Title:Existence of S-shaped type bifurcation curve with dual cusp catastrophe via variational methods

Abstract:We discuss the existence of multiple positive solutions leading to the occurrence of an S-shaped bifurcation curve to the equations of the form $$ -\Delta_p u= f(\mu,\lambda, u)~ \mbox{in} ~\Omega \subset \mathbb{R}^N $$ where $\Delta_p$ is a $p$-Laplacian, $p>1$, $N\geq 1$, $\mu, \lambda \in \mathbb{R}$. We deal with relatively unexplored cases when $f(\mu,\lambda, u)$ is non-Lipschitz at $u=0$, $f(\mu,\lambda, 0) = 0 $ and $ f(\mu,\lambda, u) <0$, $u \in (0,r)$, for some $r<+\infty$. We develop the nonlinear generalized Rayleigh quotients method to find a range of parameters where the equation may have distinct branches of positive solutions. As a consequence, applying the Nehari manifold method and the mountain pass theorem, we prove that the equation for some range of values $\mu, \lambda$, has at least three positive solutions with two linearly unstable solutions and one linearly stable.
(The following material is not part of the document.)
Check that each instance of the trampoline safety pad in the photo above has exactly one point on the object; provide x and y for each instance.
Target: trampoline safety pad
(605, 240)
The results evidence that the bifurcation curve is S-shaped and exhibits the so-called dual cusp catastrophe which is characterized by the fact that the corresponding dynamic equation has stable states only within the cusp-shaped region in the control plane of parameters. Our results are new even in the one-dimensional case and $p=2$.